Não pensei, simplesmente larguei todas as minhas sacolas e corri em direção a ela sem lembrar que eu também poderia ser atingida. Karen estava caída de lado, praticamente tendo os braços pisoteados pelas pessoas que passavam enlouquecidas.

- Ei! Ei! Karen! Olha para mim! – Me joguei no chão e coloquei sua cabeça em meu colo. Em seu estado de semi inconsciência, ela me olhou.

- Meu bebê...

- Karen, só fica de olho aberto, ok? Vai ficar tudo bem! – Algumas pessoas pararam para ver o que acontecia. Havia choque nos olhares, havia pena. – PELO O AMOR DE DEUS ALGUÉM LIGA PARA A POLÍCIA! CHAMA UMA AMBULÂNCIA!

Uma senhora de meia idade tirou seu celular da bolsa.

- Mantenha ela acordada!

Karen segurou minha mão firmemente e nos olhamos. Ela me olhou, na verdade. Ela realmente me olhou. E foi do tipo de olhar que eu nunca me esqueceria. Era o olhar de alguém que sabia que morreria nos braços da ex-namorada do marido.

- Isabela, me promete uma coisa... – A voz começava a se perder. – Promete que vai salvar minha filha.

- Karen você n...

E o grito de mãe foi do fundo de sua garganta era um pedido impossível de ser recusado.

- VOCÊ TEM QUE SALVAR A MINHA FILHA, ISABELA!

- Eu prometo. – Senti o seu aperto em minha mão afrouxar. Ela não resistiria muito tempo. Sem perceber, vi quando um pingo de lágrima meu caiu sob o rosto dela. Eu não sabia se chorava por ela, pelo bebê em sua barriga que não tinha noção do quão selvagem era a vida no Rio de Janeiro ou por tudo o que Leonardo passaria sem Karen.

Talvez eu chorasse por tudo isso.

- Ele sempre te amou... – Ela sussurrou, tentando a todo custo manter os olhos abertos. – Sempre... Ele nunca me olhou como olhava para você.

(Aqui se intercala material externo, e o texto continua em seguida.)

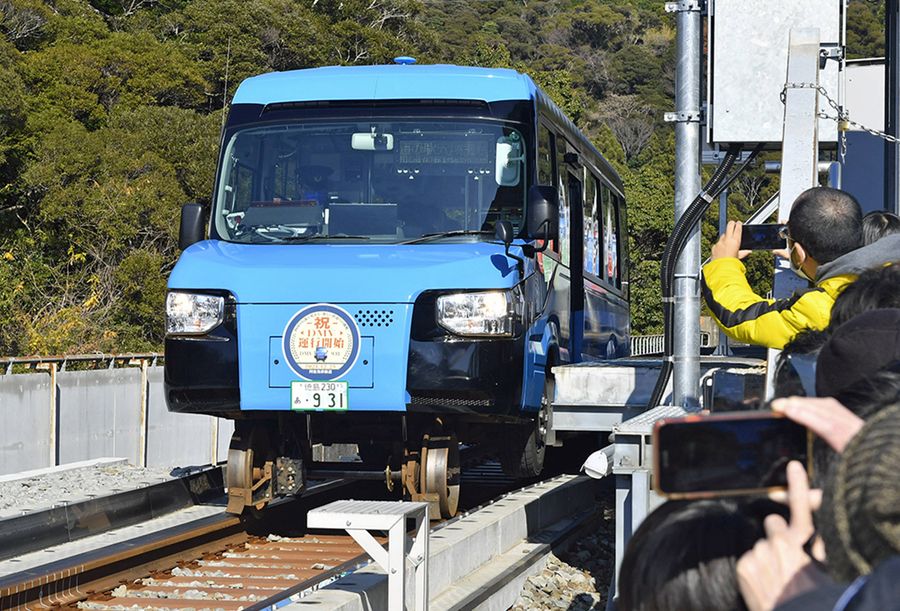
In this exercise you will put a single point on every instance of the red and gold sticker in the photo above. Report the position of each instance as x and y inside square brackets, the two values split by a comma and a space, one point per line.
[321, 342]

Mas eu o fiz feliz como nem você seria capaz.

- Eu sei, Karen. E por isso que você o merece mais do que eu.

- Cuide dele... Cuide dele e diga que eu o amo, Isabela. Diga que eu o amo muito...

- Karen... Não! – Olhei para a senhora de meia idade. – UMA AMBULÂNCIA PELO O AMOR DE DEUS!

Primeiro os olhos fecharam e a pulsação diminuiu até se tornar inexistente. Havia uma vida ali naquele corpo lutando para se manter, mas não era a da esposa do único homem que amei. Karen morreu nos meus braços, segurando a minha mão. O rosto dela estava molhado devido as lágrimas. As lágrimas de uma mãe jovem que morrera no auge de sua vida. As lágrimas de uma esposa que nunca veria seu bebê ser segurado nos braços pelo pai e o marido que tanto amou. As lágrimas de uma vitíma do crime no Rio de Janeiro.

Parte do céu parecia ter perdido seu brilho com mais aquela vida que se fora tão jovem. Tudo aquilo ao meu ver era cruel e inaceitável, porém, as pessoas ao meu redor pareciam ter se acostumado com a facilidade em que vidas e mais vidas acabam no Rio de Janeiro.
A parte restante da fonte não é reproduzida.